CHRISTOPHER STEVENS reviews last night’s TV: Ignore the alligators Nadiya, it’s the fried frogs that have real bite
Nadiya’s American Adventure
New Elizabethans With Andrew Marr
Spine-tingling jazz, yes. Thrilling tales of gunfights and adventure under vast skies, of course. Big hats. Soap operas dripping with diamonds and greed. The Deep South of America is the natural home of all these.
But not cuisine. Heading to the former Confederate states in search of delicious food, as Bake Off’s Nadiya Hussain did in her American Adventure (BBC1), is like taking a rocket ship to Mars to sample its party atmosphere. She was there for the wrong reason.
The locals were proud of their specialities, naturally, and it took a nine-year-old named Lola to warn us how bad it really was.
As Nadiya joined a Louisiana family on a boating trip across the bayou or swamplands, to catch catfish and anything else lurking in the murky waters, she was anxious about alligators.
Nadiya Hussain claimed to be enamoured with everything she tasted on her American Adventure, but I have my doubts
Young Lola reassured her. Man-eating reptiles weren’t a problem, she said. Fried frogs were.
‘Frogs are really chewy,’ she explained, pulling a face. It got worse. Beside their swimming pool in New Orleans, a Vietnamese immigrant family were mixing up a crawfish broil.
Hundreds of shellfish and blue crabs were shovelled into a gas-fired dustbin filled with water, and stirred with a canoe paddle until cooked. The result looked toxic, like the detritus left on a beach after a stormy high tide. Nadiya called it ‘mind-blowingly delicious’. I’d call it ‘norovirus in a bowl’.
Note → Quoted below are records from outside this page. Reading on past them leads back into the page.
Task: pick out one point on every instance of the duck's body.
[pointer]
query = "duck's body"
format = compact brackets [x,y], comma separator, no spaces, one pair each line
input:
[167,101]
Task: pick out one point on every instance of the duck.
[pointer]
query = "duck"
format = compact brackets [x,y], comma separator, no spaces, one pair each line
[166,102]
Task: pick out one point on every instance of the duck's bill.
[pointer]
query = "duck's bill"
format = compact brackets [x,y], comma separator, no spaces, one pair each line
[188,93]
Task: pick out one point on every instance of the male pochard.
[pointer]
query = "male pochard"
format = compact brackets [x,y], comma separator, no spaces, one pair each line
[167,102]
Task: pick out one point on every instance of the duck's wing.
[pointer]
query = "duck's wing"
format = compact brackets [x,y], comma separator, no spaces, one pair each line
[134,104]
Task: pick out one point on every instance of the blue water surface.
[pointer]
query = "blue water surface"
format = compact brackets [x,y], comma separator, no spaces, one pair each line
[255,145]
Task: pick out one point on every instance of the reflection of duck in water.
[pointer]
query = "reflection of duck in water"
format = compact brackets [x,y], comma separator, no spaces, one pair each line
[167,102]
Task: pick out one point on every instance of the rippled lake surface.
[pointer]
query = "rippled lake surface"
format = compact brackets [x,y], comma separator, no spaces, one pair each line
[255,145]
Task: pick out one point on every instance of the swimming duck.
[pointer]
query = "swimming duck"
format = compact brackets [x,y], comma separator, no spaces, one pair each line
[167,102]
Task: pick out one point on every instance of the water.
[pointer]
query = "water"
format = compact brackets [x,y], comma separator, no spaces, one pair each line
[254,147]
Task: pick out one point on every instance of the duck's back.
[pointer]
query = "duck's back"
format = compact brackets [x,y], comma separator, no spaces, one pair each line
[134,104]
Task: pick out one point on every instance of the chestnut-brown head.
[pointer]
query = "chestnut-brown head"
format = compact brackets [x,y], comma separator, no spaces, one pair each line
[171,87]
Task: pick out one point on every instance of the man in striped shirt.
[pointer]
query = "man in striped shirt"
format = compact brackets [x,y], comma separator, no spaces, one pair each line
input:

Nadiya claimed to be enamoured with everything she tasted, but I have my doubts. She didn’t appear to have heard of the Cajun stew, jambalaya (she’s not a fan of country star Hank Williams, then, who had a giant hit with Jambalaya).
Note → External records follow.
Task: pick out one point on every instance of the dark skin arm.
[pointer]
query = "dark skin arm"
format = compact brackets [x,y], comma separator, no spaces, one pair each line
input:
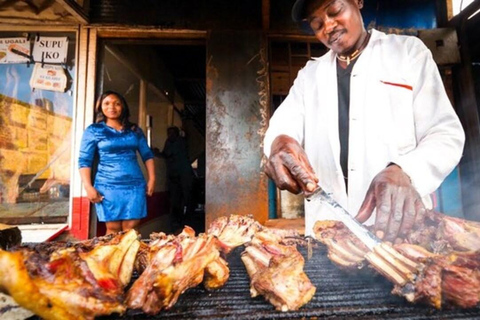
[399,206]
[289,168]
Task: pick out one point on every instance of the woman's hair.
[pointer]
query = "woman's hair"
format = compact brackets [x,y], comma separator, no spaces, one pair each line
[100,116]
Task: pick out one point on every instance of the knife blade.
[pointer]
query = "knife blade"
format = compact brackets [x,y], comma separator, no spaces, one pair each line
[358,229]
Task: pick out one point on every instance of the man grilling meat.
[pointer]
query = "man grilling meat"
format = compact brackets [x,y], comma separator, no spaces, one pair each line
[369,121]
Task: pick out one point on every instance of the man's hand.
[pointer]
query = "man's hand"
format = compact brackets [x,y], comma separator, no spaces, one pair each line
[399,206]
[289,167]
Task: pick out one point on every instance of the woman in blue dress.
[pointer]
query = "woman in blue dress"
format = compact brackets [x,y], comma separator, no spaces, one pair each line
[119,191]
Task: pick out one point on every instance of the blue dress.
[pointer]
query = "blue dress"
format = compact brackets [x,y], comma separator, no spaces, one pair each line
[119,177]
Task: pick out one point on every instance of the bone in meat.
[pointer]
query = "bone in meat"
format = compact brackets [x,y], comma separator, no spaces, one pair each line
[276,272]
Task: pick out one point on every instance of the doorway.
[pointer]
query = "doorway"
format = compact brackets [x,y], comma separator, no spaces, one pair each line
[163,82]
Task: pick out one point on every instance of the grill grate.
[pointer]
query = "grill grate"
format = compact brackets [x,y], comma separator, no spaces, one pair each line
[339,295]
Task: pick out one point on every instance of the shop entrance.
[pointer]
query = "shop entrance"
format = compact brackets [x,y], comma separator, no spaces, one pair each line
[163,82]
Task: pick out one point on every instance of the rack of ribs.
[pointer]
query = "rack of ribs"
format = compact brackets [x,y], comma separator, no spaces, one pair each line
[438,263]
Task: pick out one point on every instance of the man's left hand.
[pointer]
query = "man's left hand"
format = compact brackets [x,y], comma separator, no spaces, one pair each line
[399,206]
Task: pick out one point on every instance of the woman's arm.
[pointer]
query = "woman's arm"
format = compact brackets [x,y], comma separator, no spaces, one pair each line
[92,194]
[150,165]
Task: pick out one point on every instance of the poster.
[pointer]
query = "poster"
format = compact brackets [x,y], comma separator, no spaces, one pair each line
[48,77]
[50,49]
[14,50]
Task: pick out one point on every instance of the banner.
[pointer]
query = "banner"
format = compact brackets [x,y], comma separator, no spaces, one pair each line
[14,50]
[50,49]
[48,77]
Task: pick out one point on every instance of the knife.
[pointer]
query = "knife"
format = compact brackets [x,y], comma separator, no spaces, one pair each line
[358,229]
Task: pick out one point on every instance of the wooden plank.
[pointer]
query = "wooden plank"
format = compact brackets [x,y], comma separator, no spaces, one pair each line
[150,32]
[75,10]
[266,15]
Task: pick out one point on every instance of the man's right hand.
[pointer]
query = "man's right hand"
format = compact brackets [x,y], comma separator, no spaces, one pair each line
[288,166]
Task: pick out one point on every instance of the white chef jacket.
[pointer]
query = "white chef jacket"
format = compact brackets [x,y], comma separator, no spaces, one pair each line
[399,112]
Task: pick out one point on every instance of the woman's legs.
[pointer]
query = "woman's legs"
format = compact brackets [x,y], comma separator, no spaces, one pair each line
[130,224]
[123,225]
[113,226]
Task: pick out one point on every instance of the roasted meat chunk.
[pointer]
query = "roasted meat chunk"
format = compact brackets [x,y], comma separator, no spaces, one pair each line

Charming rogue of the night:
Barry Cryer paid tribute on his Comedy Legends (Sky Arts) to Leslie Phillips, drawler of ‘Ding-dong!’ and ‘Hello!’ Leslie was also the face of TV ads for a cheap German wine. Marvellous stuff, if you needed to strip some paint.
Before she could try it, or even help out in the kitchen of 93-year-old Cajun chef Alzina Toups, she asked for the pork sausage meat to be replaced with halal turkey.
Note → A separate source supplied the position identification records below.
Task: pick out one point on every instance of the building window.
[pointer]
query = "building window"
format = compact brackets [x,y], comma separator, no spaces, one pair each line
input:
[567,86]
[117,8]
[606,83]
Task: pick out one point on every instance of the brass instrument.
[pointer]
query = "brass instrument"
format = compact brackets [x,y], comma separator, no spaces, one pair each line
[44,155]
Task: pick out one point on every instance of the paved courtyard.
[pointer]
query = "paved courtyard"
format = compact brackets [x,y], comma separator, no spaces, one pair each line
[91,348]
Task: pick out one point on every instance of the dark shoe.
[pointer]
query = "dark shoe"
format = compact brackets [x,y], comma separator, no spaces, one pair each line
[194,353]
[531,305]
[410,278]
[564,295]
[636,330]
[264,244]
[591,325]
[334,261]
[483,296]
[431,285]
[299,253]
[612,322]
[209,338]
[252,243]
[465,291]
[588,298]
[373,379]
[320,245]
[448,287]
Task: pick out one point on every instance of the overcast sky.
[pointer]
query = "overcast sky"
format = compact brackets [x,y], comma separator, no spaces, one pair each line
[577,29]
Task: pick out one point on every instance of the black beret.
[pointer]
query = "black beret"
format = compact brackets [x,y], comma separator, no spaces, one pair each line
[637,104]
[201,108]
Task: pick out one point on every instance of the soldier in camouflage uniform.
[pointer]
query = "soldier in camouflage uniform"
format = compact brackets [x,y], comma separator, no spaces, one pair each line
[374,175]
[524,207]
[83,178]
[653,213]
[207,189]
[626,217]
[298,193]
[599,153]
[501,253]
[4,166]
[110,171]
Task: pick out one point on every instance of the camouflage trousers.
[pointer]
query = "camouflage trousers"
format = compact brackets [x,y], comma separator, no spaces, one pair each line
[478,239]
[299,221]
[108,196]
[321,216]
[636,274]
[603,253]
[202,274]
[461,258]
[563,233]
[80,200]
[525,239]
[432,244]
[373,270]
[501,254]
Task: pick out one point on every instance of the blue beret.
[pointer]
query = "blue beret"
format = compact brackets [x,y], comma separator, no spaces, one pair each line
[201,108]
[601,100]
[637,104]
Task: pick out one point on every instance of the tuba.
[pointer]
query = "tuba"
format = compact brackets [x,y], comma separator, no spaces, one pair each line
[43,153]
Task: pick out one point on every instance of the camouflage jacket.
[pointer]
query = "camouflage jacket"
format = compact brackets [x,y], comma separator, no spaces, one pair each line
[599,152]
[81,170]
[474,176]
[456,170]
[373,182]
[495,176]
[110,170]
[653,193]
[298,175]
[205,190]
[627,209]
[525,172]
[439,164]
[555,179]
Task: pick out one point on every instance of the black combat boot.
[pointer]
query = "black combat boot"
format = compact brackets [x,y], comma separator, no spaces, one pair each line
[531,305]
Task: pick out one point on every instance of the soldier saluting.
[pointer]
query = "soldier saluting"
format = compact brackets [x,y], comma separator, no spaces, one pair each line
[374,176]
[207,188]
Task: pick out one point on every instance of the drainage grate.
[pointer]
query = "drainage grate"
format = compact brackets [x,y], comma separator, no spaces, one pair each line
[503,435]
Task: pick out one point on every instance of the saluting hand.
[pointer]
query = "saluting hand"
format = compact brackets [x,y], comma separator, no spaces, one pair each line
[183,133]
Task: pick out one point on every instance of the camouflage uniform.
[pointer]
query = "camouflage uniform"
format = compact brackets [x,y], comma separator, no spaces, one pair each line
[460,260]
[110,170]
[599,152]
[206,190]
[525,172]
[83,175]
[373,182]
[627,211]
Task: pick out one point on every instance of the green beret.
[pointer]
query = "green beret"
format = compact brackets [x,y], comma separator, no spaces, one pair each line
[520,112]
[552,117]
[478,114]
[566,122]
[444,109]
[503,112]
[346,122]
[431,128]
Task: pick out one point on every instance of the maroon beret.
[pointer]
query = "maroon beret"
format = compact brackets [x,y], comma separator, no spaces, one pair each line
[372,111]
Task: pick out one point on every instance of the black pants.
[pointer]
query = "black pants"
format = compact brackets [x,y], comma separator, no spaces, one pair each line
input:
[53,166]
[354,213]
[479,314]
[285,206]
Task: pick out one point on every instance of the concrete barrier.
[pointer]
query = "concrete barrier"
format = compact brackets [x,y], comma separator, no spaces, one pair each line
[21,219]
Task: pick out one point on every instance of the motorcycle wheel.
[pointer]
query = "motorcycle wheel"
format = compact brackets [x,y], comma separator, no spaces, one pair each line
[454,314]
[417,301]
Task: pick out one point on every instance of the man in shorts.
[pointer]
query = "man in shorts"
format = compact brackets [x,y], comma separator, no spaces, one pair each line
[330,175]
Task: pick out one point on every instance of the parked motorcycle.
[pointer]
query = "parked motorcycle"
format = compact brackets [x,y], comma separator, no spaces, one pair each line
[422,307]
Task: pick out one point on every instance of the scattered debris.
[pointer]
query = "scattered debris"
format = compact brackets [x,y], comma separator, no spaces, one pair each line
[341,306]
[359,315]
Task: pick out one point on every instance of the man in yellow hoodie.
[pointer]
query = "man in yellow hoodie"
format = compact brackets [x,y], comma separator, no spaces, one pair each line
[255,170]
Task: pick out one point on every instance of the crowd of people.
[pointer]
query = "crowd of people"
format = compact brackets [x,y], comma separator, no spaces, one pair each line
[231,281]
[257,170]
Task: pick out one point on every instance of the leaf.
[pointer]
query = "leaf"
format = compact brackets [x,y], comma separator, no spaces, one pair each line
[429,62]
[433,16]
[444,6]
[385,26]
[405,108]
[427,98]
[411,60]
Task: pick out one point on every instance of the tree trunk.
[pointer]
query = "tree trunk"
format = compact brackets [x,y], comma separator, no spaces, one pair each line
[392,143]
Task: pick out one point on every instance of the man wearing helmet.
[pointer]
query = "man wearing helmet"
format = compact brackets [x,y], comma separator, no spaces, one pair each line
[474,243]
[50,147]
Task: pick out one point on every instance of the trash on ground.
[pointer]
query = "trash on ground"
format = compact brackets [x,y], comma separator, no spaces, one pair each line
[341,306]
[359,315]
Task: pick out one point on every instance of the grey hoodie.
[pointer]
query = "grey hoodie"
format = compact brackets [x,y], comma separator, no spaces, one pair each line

It seems she isn’t an instinctive traveller. Checking in to a boarding house that floated at the lakeside, Nadiya shivered at the decor — floral curtains, wooden walls and floors, bunk beds and a rocking chair. It looked, she said, like the setting for a horror movie. A pity that, by then, Lola wasn’t around to remind her that Louisiana’s chief problem isn’t maniacs with chainsaws . . . it’s the chewy frogs.
Trying to find a familiar recipe, Nadiya baked a lurid giant bun called King Cake. It was a doughy bagel filled with mashed berries and cream cheese called Chantilly, and topped with sugar sprinkles soaked in food colouring.
A handful of sprinkles congealed in Chantilly is known as King Cake crack. It’s difficult to imagine Prue Leith setting that as a technical challenge in next year’s Bake Off.
The blame for all this lies ultimately with food writer Elizabeth David, celebrated as one of the great influences on 20th-century Britain by Andrew Marr in his New Elizabethans (BBC2).
Before she taught the country to look abroad for inspiration, we were (according to Monsieur Marr) a ‘grey post-war Britain . . . caught between rationing and stodge’. Now look at us — drooling over 3,000-calorie doughnuts and gastroenteritis broth. I’d rather have rationing.
No rationing of BBC resources for Marr, who is so blinded by his own self-importance that he narrated a segment about climate change, pollution and energy waste, while standing on the prow of a multi-million pound Sunseeker yacht.
He then saluted Bob Geldof, Tony Benn, Enoch Powell and Earl Mountbatten as titans of the age. There’s a dinner party you’d want to avoid, whatever was on the menu.